Brewer Guinness was prepared to drop associations with Ireland and promote itself as an English company in the 1980s because of the IRA bombing campaigns, state papers have revealed.
The rebranding plan was prepared on the back of deepening resentment of Ireland and Irish brands in Britain, public relations chief Edward Guinness told embassy officials in London.
“Mr Guinness remarked that an association with Ireland was part of the Guinness image,” Paul D Dempsey of the embassy wrote.
“He was no longer sure this association with Ireland was helpful.
“They were encountering a lot of resistance to the Irish angle and this could force them to emphasise facts such as that Guinness was an English company which had its base at Park Royal. Indeed, they had publicity material of this kind ready during the Falklands crisis but had not used it.”
In the meeting on Aug 18, 1982, Mr Guinness, a descendant of the banking line of the family, refused to accept the views of diplomats that British attitudes to Ireland went through cycles and opinions would improve.
“In his view, the impact of these things was cumulative,” said Mr Dempsey. “The Mountbatten killing had a serious effect.
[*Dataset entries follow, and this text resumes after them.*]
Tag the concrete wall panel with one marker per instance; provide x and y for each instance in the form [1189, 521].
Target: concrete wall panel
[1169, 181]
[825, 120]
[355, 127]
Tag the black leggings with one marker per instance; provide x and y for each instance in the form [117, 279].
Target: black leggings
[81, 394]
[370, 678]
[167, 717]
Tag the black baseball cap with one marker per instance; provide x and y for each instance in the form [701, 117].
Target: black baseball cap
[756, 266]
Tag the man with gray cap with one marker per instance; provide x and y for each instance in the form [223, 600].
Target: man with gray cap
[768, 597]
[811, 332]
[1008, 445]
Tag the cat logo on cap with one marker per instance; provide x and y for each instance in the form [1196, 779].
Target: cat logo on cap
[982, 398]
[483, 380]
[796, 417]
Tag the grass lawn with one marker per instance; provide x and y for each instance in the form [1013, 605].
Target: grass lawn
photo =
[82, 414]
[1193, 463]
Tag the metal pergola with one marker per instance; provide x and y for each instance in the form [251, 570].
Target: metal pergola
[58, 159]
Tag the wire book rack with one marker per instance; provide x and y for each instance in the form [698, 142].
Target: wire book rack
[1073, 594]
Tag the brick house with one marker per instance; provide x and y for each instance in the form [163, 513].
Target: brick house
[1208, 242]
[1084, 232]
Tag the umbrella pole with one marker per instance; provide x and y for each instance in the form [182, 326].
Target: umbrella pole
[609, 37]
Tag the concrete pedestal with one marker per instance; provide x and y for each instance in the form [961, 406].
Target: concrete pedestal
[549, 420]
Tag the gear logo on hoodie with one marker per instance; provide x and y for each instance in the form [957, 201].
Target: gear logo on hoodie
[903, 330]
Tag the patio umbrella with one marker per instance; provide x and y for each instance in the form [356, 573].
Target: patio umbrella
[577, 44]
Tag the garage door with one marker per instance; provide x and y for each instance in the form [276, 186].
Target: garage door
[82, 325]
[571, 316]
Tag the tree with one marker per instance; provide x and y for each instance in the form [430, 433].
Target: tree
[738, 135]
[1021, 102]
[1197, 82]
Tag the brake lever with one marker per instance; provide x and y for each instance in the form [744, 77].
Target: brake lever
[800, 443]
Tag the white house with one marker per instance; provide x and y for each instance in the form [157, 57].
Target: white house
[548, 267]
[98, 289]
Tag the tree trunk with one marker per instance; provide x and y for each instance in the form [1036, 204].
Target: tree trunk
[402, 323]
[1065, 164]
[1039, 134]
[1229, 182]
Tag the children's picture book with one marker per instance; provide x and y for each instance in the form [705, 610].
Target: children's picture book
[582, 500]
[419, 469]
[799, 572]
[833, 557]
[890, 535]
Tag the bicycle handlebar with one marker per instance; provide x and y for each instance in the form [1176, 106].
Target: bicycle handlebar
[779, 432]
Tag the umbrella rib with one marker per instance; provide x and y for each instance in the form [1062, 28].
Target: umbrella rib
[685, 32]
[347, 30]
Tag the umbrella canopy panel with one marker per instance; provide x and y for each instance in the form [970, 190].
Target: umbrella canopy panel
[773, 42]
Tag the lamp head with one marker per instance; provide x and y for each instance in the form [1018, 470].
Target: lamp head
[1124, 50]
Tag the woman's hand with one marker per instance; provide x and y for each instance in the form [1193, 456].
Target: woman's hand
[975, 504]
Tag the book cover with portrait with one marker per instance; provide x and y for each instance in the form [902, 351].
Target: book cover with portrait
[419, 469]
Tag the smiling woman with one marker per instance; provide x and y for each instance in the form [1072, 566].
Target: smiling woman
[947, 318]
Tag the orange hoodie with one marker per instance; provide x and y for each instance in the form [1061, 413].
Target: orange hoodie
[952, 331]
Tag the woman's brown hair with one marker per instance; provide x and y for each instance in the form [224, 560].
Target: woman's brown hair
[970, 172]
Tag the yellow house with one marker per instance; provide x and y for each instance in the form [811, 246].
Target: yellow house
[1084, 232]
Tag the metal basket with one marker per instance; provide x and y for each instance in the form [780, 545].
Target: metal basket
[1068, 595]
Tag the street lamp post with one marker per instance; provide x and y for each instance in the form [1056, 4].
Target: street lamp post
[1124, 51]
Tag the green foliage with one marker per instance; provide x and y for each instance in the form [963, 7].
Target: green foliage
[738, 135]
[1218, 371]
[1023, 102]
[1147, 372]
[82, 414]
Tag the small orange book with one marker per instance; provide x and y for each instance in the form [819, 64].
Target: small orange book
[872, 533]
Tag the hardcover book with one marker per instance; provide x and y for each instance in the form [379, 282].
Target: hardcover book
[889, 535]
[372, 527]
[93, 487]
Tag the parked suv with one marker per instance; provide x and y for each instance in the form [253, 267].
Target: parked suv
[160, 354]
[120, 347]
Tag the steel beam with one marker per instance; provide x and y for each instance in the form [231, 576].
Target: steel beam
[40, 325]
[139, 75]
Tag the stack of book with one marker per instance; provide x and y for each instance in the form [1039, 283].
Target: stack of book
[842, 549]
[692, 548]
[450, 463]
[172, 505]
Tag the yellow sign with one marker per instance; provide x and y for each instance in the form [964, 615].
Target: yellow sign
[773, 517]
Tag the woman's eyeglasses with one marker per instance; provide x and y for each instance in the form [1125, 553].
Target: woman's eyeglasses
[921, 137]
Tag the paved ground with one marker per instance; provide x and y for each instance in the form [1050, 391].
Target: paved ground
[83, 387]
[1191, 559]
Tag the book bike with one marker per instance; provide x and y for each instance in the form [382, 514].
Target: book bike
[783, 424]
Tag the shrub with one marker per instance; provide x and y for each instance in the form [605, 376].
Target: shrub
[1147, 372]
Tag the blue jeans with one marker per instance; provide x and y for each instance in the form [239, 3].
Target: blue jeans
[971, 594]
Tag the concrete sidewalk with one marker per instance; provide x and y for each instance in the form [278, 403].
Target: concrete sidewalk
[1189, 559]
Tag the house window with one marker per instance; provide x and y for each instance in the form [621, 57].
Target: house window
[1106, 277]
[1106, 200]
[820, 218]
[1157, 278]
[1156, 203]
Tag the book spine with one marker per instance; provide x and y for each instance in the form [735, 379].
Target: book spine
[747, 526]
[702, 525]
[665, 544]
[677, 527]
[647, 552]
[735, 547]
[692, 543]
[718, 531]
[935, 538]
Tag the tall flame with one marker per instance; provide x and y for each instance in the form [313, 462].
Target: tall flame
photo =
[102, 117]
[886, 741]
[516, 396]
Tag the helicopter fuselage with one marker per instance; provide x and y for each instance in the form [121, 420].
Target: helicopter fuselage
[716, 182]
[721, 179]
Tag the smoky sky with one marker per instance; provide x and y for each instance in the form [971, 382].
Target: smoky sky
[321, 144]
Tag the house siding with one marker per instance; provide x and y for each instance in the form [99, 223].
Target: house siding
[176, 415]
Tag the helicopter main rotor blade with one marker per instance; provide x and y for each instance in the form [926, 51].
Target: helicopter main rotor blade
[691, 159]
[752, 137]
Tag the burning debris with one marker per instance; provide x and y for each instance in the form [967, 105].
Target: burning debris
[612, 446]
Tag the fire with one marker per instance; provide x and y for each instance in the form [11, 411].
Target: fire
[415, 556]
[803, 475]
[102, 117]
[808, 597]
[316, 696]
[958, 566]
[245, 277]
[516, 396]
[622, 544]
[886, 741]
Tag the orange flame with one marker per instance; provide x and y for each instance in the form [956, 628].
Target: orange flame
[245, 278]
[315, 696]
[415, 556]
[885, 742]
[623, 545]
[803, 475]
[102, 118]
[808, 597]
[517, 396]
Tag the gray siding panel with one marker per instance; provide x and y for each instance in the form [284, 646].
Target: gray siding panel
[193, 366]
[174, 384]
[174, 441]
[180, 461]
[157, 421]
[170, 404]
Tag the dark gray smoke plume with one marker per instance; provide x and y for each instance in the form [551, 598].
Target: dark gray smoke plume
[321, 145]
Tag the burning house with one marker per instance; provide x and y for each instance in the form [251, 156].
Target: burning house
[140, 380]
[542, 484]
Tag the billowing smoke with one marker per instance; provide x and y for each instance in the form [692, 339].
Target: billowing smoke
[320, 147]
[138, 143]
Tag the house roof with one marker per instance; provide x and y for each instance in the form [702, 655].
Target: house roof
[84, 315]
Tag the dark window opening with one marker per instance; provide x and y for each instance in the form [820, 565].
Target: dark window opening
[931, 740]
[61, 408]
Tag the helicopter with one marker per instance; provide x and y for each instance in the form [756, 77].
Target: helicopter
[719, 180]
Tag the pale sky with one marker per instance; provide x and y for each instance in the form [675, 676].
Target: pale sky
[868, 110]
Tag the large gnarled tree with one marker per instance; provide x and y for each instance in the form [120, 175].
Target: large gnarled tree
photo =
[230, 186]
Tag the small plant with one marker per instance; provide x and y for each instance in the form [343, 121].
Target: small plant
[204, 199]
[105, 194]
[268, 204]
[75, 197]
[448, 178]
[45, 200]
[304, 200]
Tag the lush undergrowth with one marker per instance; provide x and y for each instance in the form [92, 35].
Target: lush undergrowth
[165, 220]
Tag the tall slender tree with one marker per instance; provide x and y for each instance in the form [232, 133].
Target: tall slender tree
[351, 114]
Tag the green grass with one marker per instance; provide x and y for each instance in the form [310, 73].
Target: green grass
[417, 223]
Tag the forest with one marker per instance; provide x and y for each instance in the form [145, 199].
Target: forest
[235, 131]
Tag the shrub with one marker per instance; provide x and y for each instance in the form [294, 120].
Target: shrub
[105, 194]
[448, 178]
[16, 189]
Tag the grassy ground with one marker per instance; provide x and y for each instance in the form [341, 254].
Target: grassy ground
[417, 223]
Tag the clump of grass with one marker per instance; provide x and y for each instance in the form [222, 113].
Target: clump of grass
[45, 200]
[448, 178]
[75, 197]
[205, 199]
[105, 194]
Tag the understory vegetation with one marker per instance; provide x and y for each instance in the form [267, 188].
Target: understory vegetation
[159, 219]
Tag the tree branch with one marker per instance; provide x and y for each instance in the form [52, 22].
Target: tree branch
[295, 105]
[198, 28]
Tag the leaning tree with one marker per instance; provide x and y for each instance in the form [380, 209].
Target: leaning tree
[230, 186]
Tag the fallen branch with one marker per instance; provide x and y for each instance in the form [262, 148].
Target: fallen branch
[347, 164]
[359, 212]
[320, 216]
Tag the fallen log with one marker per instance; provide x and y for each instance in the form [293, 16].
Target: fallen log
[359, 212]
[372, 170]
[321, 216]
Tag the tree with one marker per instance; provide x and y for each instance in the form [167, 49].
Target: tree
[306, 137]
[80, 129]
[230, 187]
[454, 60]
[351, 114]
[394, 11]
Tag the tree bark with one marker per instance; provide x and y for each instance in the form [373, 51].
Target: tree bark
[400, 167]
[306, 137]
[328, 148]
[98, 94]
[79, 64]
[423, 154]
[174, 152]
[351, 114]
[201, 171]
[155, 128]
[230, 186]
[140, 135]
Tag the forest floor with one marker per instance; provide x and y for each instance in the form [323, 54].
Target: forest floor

The Falklands crisis and the IRA bombings had added to the damage.
“A fund of goodwill towards Ireland existed, built up in the 50s and 60s. This fund was being depleted.”
Mr Guinness, public relations executive for Park Royal brewery in London, told embassy staff that the Hyde Park bombing caused “particular offence” because it was an attack on the Queen’s guard and horses were seen lying dead.
The IRA’s July 1982 bombs killed 11 soldiers, four from the Blues and Royals and seven bandsmen. Seven horses also died.
“Furthermore, many people had been affronted by the fact the IRA were able, within a matter of hours, to put out a gloating press release from Dublin,” he said.
Mr Guinness urged diplomats to press the Government to speak out against the IRA.
“He cautioned against a policy of silence — thinking that because the IRA were not active it was not necessary to say anything about them,” embassy staff said.
“The Falklands crisis and the IRA bombings were associated in people’s mindsand it was desirable to keep reminding people that the Irish people were totallyopposed to violence and those who used it.”
Mr Guinness also relayed how the chairman of Tyne Tees television, a publican and brewer in Sutherland who bottled and distributed Guinness through his pubs, objected to being supplied from Dublin.
“If the dispute with him went public, it would not do Guinness any good,” he said.